Any references to Solid State Drives (SSDs) refer specifically to NVMe Solid State Drives (SSDs).
When using the SSD Journaling feature, each node in the cluster will store a journal entry for each write request for a short period of time, until the data is persistent on the data disks. Once the data is persistent on the data SSDs, the journal entry is no longer required and can be overwritten. If an abrupt failure occurs, after the node is restarted, it will recover any outstanding journal entries and persist them on the data SSDs. The Journaling device is designed for high performance with low latency, similar to cache mechanisms.
The Lightbits SSD Journaling feature is currently only available for new installations in Lightbits release v3.17.1. A future release will support adding servers equipped with journaling devices to an existing cluster using DCPMM.
How it Works
Each storage node in a Lightbits cluster is responsible for maintaining its own health, and each instance within a node (if it is a dual node instance server) independently monitors its own health as well. The diagram below illustrates a single Lightbits node, where the client is writing/reading from a volume that is handled by the node.

When a client issues a write request to the Lightbits node, the data is received by the Lightbits frontend (Duroslight). The data of the write request is written to the persistent journal and to the write buffer of each server holding a replica, and the write is acknowledged to the client . At the same time as the write is acknowledged, it is forwarded to the Lightbits Intelligent Flash Management (IFM). There, the data is written to the Data SSDs. The data is striped across all disks and protected using Elastic RAID (when EC is enabled).
When a Lightbits node powers back on after a failure, it checks whether there are any remaining write entities in the journal that have not yet been persistently written to the data disks by the IFM. If such data is found, it is recovered from the journal and persistently written to the data disks. Once all pending data has been successfully written to the data disks, the node becomes active, initiates data rebuild from other nodes, and operations resume as normal.
When SSD Journaling is enabled, the cluster will be configured to a minimum replica count of one, This is similar to the configuration used with Persistent Memory (DCPMM).
Journaling devices are one or more SSD devices that are marked during installation to be used for journaling. It is recommended to use low latency, high endurance, write-intensive SSDs. See the SSD Journaling Installation documentation for additional information.
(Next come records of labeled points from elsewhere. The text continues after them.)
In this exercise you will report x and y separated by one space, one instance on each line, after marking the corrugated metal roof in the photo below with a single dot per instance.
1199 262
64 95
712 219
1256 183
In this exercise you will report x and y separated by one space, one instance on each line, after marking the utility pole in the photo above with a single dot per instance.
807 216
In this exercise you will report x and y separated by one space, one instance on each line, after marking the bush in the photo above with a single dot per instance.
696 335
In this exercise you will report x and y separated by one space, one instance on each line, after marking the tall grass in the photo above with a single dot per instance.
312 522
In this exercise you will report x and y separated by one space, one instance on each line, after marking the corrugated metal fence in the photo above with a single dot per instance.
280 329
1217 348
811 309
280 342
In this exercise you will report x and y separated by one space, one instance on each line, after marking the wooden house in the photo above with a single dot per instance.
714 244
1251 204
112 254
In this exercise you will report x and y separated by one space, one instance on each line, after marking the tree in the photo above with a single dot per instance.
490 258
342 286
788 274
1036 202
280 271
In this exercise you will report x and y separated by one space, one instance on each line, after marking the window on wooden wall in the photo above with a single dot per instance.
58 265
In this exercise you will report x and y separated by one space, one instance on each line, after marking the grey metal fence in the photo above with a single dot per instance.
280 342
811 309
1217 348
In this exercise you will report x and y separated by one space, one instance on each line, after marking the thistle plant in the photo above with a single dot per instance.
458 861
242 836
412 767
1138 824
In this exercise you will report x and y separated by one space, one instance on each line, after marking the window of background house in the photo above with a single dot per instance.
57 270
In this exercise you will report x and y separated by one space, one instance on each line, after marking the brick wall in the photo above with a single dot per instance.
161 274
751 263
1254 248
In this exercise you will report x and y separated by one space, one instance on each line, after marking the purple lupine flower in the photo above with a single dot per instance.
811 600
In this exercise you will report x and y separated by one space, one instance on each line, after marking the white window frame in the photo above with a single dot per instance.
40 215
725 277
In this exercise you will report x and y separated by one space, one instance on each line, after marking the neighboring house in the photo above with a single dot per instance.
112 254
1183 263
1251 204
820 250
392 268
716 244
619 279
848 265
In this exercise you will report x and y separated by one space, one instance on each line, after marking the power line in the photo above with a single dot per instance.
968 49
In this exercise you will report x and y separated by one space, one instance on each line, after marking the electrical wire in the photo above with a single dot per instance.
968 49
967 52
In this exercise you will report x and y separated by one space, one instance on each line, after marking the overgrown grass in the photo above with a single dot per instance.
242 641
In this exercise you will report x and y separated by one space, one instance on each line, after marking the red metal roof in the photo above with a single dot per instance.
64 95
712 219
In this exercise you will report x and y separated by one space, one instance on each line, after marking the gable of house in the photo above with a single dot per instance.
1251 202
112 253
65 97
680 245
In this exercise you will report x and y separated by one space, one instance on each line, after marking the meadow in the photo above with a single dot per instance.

Multiple Journal SSD Devices
The SSD Journaling feature can run with one or more SSDs (up to a maximum of four) per instance. If you have configured more than one, the node will create a RAID0 device from the defined existing Journal SSDs.
As RAID0 striping is designed for performance, the more SSD Journaling devices you have, the better write performance you will get (up to a certain threshold). The number of SSD devices is defined during the installation process (see the Installation Guide for more details).
Future Lightbits releases will support adding/removing devices post-installation.